Spain, tied for third after the first round, had difficulties making the transition to the Mayakoba El Camaleon course. The team’s second-round score of 3-over 145 left them at 281 in a tie for 12th. Manuel Elvira, who is a junior at the University of Central Florida, shot a 71 and Ivan Cantero had a 74.

“This is a PGA Tour golf course,” said Elvira about a venue which will host the OHL Classic at Mayakoba in November. “It was a real tight golf course, and the greens are more difficult.

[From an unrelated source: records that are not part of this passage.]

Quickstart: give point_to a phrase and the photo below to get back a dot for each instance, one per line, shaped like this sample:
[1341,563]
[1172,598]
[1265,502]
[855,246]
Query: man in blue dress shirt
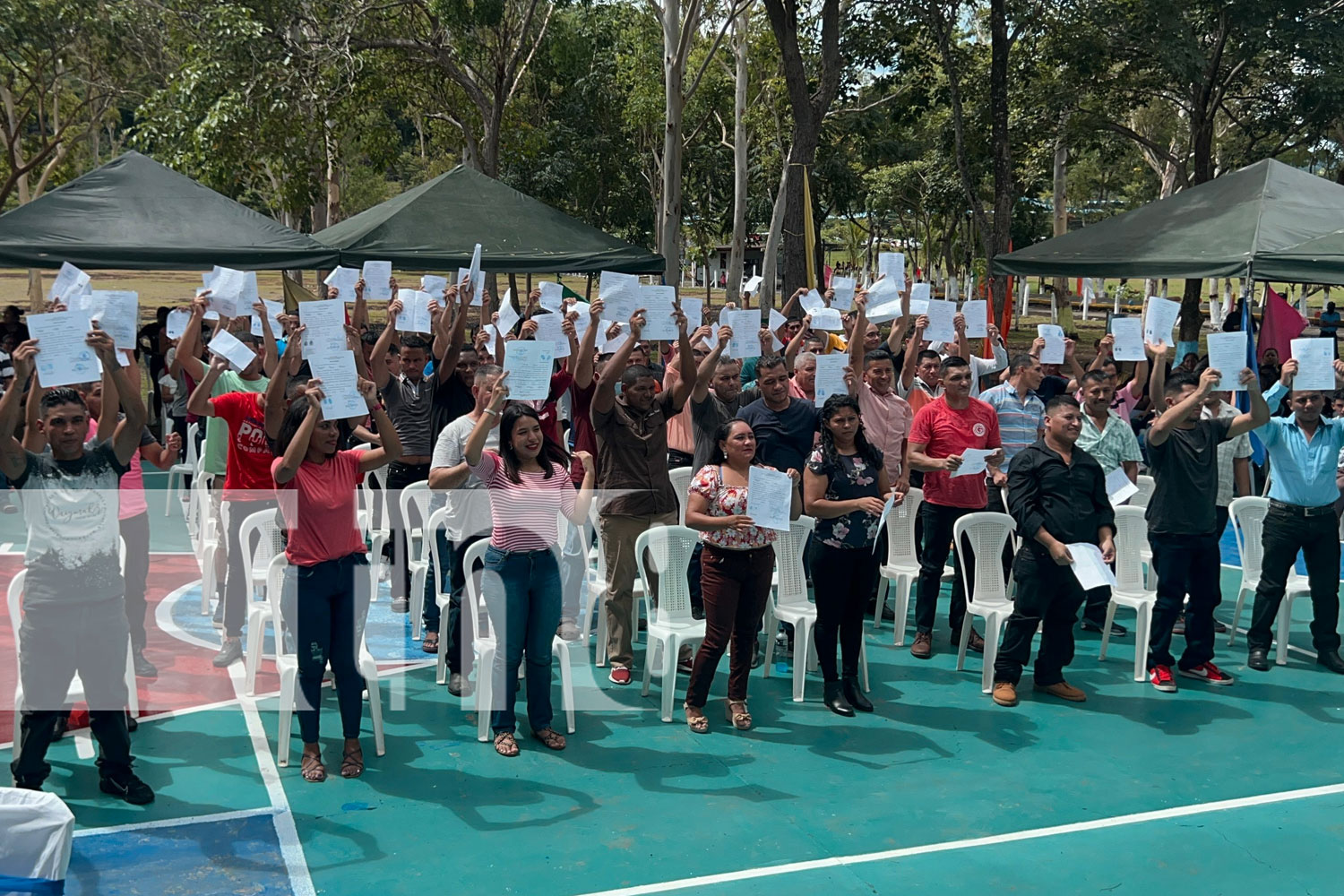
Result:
[1304,452]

It’s tougher to score on this course than the other one.”

The WATC is a biennial international amateur competition conducted by the International Golf Federation (IGF), which comprises 147 national governing bodies in 141 countries and 22 professional members.

The competition, which is being held for the 30th time, is rotated among three geographic zones: Asia-Pacific, the Americas and Europe-Africa. This year’s event is being hosted by the Mexican Golf Federation. The teams play for the Eisenhower Trophy.

The IGF is the international federation for golf for the International Olympic Committee and conducted the 2016 Olympic golf competition in Rio de Janeiro. In each round, the total of the two lowest scores from each team constitutes the team score for the round. The four-day total (72-hole) is the team’s score for the championship.

The teams in the upper half of the scoring will play Iberostar Playa Paraiso in the third round and the Mayakoba El Camaleon in the fourth round. The teams in the bottom half will play Mayakoba and then Iberostar.